Acknowledge, amend, assist: Adressing civilian harm caused by armed conflict and armed violence



[Acknowledge, amend, assist: Adressing civilian harm caused by armed conflict and armed violence – AOAV]


International concern about the civilian impact of armed conflict and armed violence has grown over the past two decades. The concept of human security has shifted at- tention from national security to the security of individuals. Introduced in the UN Development Programme’s 1994 Human Development Report, human security has also been used to guide discussions of the conduct of war. Since 1999, the UN Security Council has requested 10 reports on the protection of civilians from the Secretary- General. These reports highlight current threats to civilians from armed conflict and assess promising advances and emerging problems in the field of civilian protection. Humanitarian disarmament, which places the well-being of civilians at the center of disarmament law, has become an accepted method of governing weapons. It originated in the adoption of the Mine Ban Treaty in 1997 and proved its viability with the 2008 Convention on Cluster Munitions.

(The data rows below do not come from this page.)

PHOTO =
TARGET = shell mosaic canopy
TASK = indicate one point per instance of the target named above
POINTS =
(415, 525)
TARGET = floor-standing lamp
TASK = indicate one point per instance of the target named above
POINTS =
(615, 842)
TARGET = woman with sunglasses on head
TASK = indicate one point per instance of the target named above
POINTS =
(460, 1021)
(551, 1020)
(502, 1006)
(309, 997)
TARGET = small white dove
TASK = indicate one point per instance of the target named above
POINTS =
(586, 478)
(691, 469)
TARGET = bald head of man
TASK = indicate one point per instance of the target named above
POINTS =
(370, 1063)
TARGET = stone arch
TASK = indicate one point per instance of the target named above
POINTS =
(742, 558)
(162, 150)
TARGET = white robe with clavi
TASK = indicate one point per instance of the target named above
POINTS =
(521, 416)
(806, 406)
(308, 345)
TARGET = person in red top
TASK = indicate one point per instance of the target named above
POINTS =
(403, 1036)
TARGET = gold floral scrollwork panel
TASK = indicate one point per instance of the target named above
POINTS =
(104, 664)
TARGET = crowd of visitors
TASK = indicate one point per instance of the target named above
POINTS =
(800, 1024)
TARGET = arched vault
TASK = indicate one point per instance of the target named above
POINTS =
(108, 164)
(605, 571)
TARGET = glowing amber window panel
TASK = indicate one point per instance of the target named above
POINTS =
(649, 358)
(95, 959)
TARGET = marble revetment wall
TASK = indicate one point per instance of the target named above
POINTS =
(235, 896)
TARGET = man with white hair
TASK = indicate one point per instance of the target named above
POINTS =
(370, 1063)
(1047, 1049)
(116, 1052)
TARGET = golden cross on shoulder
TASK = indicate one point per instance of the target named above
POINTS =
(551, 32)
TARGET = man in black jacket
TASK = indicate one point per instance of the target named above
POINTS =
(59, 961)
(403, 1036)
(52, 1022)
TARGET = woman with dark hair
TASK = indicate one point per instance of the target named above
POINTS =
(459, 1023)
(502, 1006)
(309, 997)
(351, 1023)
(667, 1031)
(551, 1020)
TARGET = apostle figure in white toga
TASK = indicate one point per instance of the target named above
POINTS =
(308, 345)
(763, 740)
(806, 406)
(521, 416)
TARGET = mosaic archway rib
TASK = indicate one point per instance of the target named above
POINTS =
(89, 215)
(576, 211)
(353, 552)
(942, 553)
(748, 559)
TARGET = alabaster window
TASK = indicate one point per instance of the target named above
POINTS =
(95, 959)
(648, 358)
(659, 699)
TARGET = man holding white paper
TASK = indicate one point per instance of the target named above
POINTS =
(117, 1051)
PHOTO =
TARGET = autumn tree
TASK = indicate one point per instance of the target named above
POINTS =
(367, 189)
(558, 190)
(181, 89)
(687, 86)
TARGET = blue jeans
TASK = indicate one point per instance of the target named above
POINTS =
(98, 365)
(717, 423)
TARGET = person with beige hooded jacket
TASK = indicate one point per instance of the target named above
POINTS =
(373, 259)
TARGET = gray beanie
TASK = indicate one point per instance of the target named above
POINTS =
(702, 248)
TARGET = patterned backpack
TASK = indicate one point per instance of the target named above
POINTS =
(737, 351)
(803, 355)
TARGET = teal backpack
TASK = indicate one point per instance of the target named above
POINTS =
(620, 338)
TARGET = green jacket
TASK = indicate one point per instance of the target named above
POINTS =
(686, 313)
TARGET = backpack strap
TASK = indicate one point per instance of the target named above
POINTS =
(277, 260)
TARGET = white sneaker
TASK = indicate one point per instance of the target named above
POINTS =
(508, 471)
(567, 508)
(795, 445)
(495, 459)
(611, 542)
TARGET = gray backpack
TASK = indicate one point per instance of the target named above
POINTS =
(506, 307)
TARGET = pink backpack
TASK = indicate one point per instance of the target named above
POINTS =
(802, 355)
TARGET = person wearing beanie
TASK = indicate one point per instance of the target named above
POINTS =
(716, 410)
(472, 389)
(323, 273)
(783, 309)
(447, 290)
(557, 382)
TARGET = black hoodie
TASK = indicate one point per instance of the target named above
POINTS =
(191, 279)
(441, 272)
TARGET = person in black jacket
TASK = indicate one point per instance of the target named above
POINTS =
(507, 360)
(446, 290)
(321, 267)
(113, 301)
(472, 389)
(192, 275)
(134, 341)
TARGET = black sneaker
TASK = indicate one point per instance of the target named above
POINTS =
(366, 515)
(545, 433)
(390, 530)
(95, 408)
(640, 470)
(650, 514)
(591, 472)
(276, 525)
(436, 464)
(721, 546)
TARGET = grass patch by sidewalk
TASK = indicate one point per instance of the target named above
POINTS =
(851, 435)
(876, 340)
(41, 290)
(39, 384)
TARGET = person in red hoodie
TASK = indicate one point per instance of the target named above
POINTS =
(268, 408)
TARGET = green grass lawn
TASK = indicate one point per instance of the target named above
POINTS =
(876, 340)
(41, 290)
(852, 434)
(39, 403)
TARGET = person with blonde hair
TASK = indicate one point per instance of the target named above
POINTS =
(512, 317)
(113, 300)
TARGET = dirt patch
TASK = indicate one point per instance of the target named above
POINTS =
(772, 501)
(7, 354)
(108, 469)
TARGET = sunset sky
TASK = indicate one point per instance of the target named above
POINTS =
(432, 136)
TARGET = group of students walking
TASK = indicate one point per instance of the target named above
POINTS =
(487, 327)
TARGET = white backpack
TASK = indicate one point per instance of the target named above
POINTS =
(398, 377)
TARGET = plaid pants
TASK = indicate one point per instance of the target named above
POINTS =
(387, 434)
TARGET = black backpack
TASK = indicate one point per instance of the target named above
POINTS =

While these and other developments seek primarily to prevent civilian casualties before they happen, there has also been a move to address the needs of civilians after harm has occurred. Those who work to enhance and expand assistance to civilian victims adopt a range of strategies. They share the common goal of alleviating human suffering, and their achievements to date show that this moral imperative has become a legal and policy priority. Differences among approaches are evident, however. They target either lawful or unlawful harm, assign responsibility for providing assistance to different parties, call for various forms of recognition and aid, and have distinct underpinnings.

This publication examines five methods currently used to mitigate the harm to civilian victims and identifies key issues they raise comparatively. The approaches—(in alphabetical order) casualty recording, civilian harm tracking, making amends, transitional justice, and victim assistance—are described in detail in individual chapters written by experts in the selected fields. By presenting the five approaches together, the publication seeks to increase understanding of the strategies, their shared principles and differences, and the challenges they face individually and collectively. These approaches are not

mutually exclusive and do not represent an exhaustive list of responses to civilian harm, but they serve as a starting point for consideration of how more effectively and efficiently to reduce the suffering of civilians.